Antracnose! Now what?

      In the last few days we have identified the disease anthracnose on 8 of the putting greens at Sycamore Ridge.  I believe that we caught it relatively early in the developmental stage, and have already applied a fungicide to help prevent further spreading.  We will continue to treat with fungicide every week to ten days to to keep the disease in check.  It will take time and cooler temperatures before the disease symptoms will completely disappear.
      Anthracnose is relatively common on greens in this area,  we have had it before.  This disease may have played a role in some of the turf loss we experienced in 2016.  However, we have identified the problem sooner and will rapidly be making changes in our maintenance practices to mitigate the effects of the disease.  The work that was completed during the winter months, including clearing of trees and brush around the course was intended to help the greens survive the summer months better. The occurrence of this disease may indicate that additional work needs to be done to help reduce environmental stress on the greens.
      I chose this topic for my blog this month not only because it is painfully timely, but I want our customers to know about the changes to our maintenance practices and why we are doing them.  The greens with anthracnose are holes 1-8.  Environmentally speaking these greens have less air movement when compared to the rest.  As a result, we will be running the fans more often to keep the putting surface cooler and drier.  These greens will be rolled more often and mowed less often.  This practice will allow the plants to have more leaf surface area to help with overall plant health.  In combination with the additional fungicide applications, we will be providing the greens with small amounts of fertilizer on a regular basis, to ensure continued growth and recuperation.  Topdressing practices will need to be modified to reduce the stress caused to the turf by the sand and brush.
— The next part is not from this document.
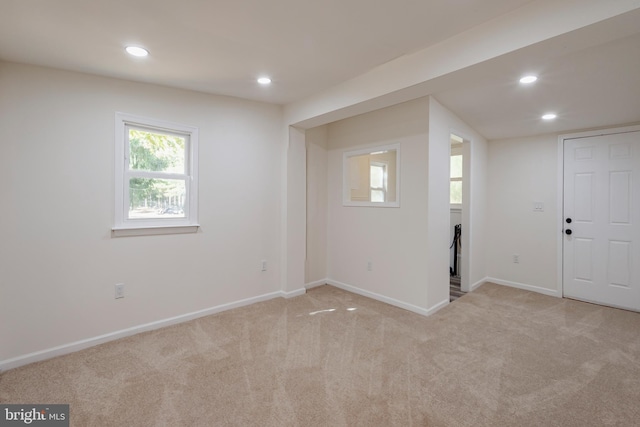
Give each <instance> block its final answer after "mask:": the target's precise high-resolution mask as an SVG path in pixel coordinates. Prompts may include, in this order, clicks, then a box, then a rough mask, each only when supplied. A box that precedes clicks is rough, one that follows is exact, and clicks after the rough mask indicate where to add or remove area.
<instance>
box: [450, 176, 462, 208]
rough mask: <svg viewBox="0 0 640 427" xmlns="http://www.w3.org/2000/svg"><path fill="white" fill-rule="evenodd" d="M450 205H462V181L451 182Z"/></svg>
mask: <svg viewBox="0 0 640 427" xmlns="http://www.w3.org/2000/svg"><path fill="white" fill-rule="evenodd" d="M449 194H450V199H449V203H462V181H451V191H450V193H449Z"/></svg>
Periodic venting of the greens will continue, to ensure that the green has adequate air exchange.

      Overall, I am hopeful that these changes will not make a noticeable difference in playing condition for our customers.  I believe that our changes in maintenance practices will help to keep the greens healthy for the rest of the summer stress period.  If you have any questions or comments, please look for me at the course.  I would love to hear from you.
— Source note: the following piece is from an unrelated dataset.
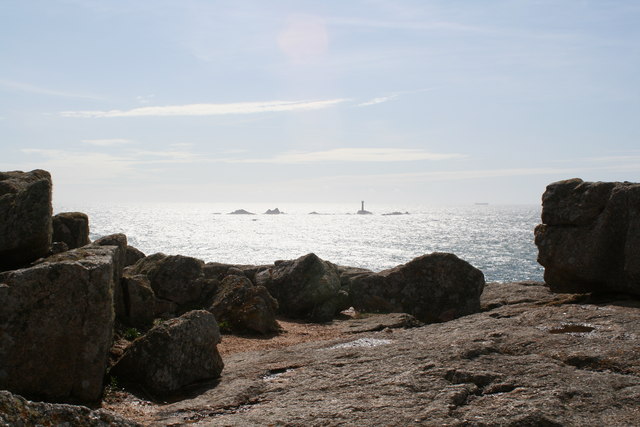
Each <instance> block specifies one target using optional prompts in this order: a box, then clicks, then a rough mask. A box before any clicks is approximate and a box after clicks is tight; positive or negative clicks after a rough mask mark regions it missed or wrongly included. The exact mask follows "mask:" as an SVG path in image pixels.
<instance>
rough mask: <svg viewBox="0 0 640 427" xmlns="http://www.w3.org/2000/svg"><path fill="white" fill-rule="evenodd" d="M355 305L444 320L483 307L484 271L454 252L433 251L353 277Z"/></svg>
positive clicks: (420, 319) (465, 314) (372, 308)
mask: <svg viewBox="0 0 640 427" xmlns="http://www.w3.org/2000/svg"><path fill="white" fill-rule="evenodd" d="M349 283H350V288H351V299H352V304H353V307H354V308H355V309H356V310H358V311H365V312H369V311H370V312H387V313H389V312H404V313H409V314H412V315H414V316H415V317H416V318H418V319H419V320H421V321H423V322H442V321H447V320H451V319H455V318H456V317H460V316H464V315H467V314H471V313H475V312H477V311H479V310H480V295H481V294H482V290H483V288H484V275H483V274H482V272H481V271H480V270H478V269H477V268H475V267H473V266H472V265H471V264H469V263H468V262H466V261H464V260H461V259H460V258H458V257H457V256H455V255H453V254H446V253H438V252H436V253H432V254H429V255H423V256H421V257H418V258H415V259H414V260H412V261H410V262H408V263H406V264H403V265H400V266H397V267H394V268H391V269H389V270H384V271H381V272H380V273H363V274H361V275H355V276H352V277H351V278H350V279H349Z"/></svg>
For more detailed information about anthracnose, please click this link.

Thursday, June 1, 2017

What Can You Do?... Take The Path Less Traveled!

       In my 20+ years of being a Golf Course Superintendent, occasionally golfers have complained about course conditions that are directly caused by golfer traffic.  I am going to take a few minutes to get on my pulpit and talk about how golfers can have a positive impact on course conditions by simply being more aware of how they move around the course. Earlier this spring, the maintenance staff at Sycamore Ridge installed a significant amount of sod around the course immediately along the cart path.  The turf had been thinned out simply because of traffic.
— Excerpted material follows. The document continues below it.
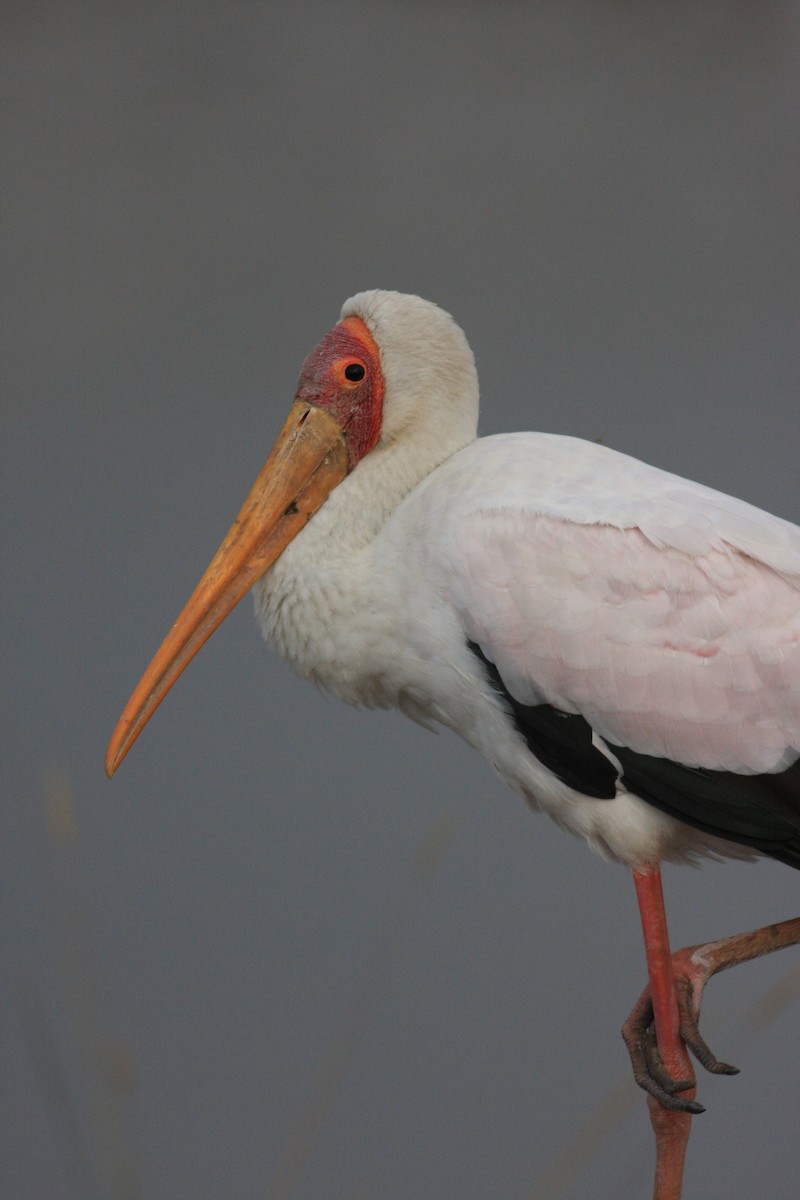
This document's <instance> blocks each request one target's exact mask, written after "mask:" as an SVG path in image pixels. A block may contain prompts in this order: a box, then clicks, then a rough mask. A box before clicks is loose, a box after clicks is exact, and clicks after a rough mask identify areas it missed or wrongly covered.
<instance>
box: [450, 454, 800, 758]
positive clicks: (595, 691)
mask: <svg viewBox="0 0 800 1200" xmlns="http://www.w3.org/2000/svg"><path fill="white" fill-rule="evenodd" d="M477 448H482V450H481V452H480V455H476V454H475V451H473V455H471V456H473V458H474V460H476V461H474V462H473V463H469V462H467V463H464V464H465V466H467V467H468V476H469V482H468V484H467V485H465V486H464V487H463V490H462V492H461V494H459V497H458V498H457V499H455V498H453V499H452V500H451V503H450V504H449V508H450V509H451V511H450V523H449V528H450V538H449V540H447V547H446V558H447V568H449V570H447V587H449V593H450V600H451V602H452V604H453V606H455V607H456V610H457V612H458V614H459V617H461V619H462V622H463V625H464V628H465V632H467V636H468V637H469V638H470V641H474V642H476V643H477V644H479V646H480V647H481V649H482V650H483V653H485V654H486V655H487V658H489V659H491V660H492V661H493V662H494V664H495V665H497V667H498V670H499V672H500V676H501V677H503V680H504V683H505V685H506V686H507V689H509V690H510V692H511V694H512V695H513V696H515V697H516V698H517V700H519V701H521V702H523V703H527V704H535V703H541V702H547V703H549V704H553V706H555V707H557V708H560V709H563V710H565V712H569V713H581V714H582V715H583V716H585V718H587V720H588V721H589V722H590V725H591V726H593V728H594V730H595V732H596V733H599V734H600V736H601V737H603V738H604V739H607V740H608V742H610V743H614V744H616V745H625V746H628V748H630V749H632V750H636V751H638V752H640V754H646V755H655V756H657V757H664V758H672V760H675V761H678V762H681V763H685V764H687V766H699V767H708V768H712V769H727V770H734V772H741V773H760V772H775V770H781V769H784V768H786V767H787V766H789V764H790V763H792V762H793V761H794V760H795V758H796V757H798V754H799V752H800V529H798V528H796V527H795V526H792V524H789V523H788V522H784V521H781V520H780V518H777V517H771V516H769V515H768V514H765V512H762V511H760V510H758V509H754V508H752V506H751V505H747V504H745V503H744V502H739V500H734V499H732V498H729V497H724V496H721V494H720V493H717V492H714V491H711V490H710V488H704V487H702V486H700V485H696V484H690V482H688V481H686V480H681V479H678V478H676V476H673V475H668V474H667V473H664V472H660V470H656V469H655V468H651V467H646V466H645V464H643V463H639V462H637V461H636V460H631V458H627V457H626V456H624V455H619V454H615V452H613V451H608V450H604V449H602V448H599V446H595V445H594V444H590V443H582V442H576V440H573V439H570V438H553V437H548V436H542V434H522V436H511V437H500V438H489V439H485V440H483V442H480V443H477ZM521 450H524V451H525V454H524V456H521ZM469 455H470V450H468V451H465V452H464V455H463V456H457V460H458V458H464V457H468V456H469ZM457 460H456V461H457ZM453 466H455V462H453ZM458 473H459V474H461V470H459V472H458ZM489 476H491V478H492V479H493V480H494V482H493V485H492V487H489V488H487V478H489ZM487 491H488V492H489V499H488V503H487ZM451 494H452V493H451Z"/></svg>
       The first location that comes to my mind, is in the parking area near a tee or green.  Frequently golfers will pull two tires off of the path to get just a little closer to their destination.  When this happens over and over, the turf will die.  By keeping all four tires on the path in these areas, the turf will have a much better chance to survive.

       Next we replaced sod along the path at curves and corners around the course.  In many locations we placed yellow buttons, on the path, to get the attention of golfers and hopefully remind them to keep all four tires on the path in those areas.  This has worked in some areas, and has not in others. When a cart is on a curving path, it is human nature to take the most direct path, and hug the corners as tight as possible.  The constant traffic on theses corners, will kill the turf.  If golfers would be more diligent about keeping all four tires on the path, the turf would be in much better condition.

       Lastly, I want to address fairway entry and exit locations.  It seems as if all carts must enter and exit fairways in the exact same area, this is not true.  This creates localized compaction and the need for traffic control objects.  If cart drivers notice a heavily traveled area through the rough, they should look for a different way to get to their next shot.  Keep the cart on the path as long as possible, and depart the path at a location even to where the ball is at.  When you are ready to return to the path, take the shortest route, not just the most direct route, back to the path.  When everyone funnels back to the path at the exit posts, a compaction area is created and the turf is thinned or killed.  These practices will distribute the traffic throughout the rough between the path and fairway, providing more consistent playing conditions on the entire course.

       While these suggestions may not apply to every golf course, I know that they would apply to every course I have worked on.  While you may not think that one more time over an area will have a negative impact, when there are hundreds of "one more times", eventually the turf will reach it's limit, and die. Perhaps if you take the path less traveled, you may provide yourself with better playing conditions and card a better round.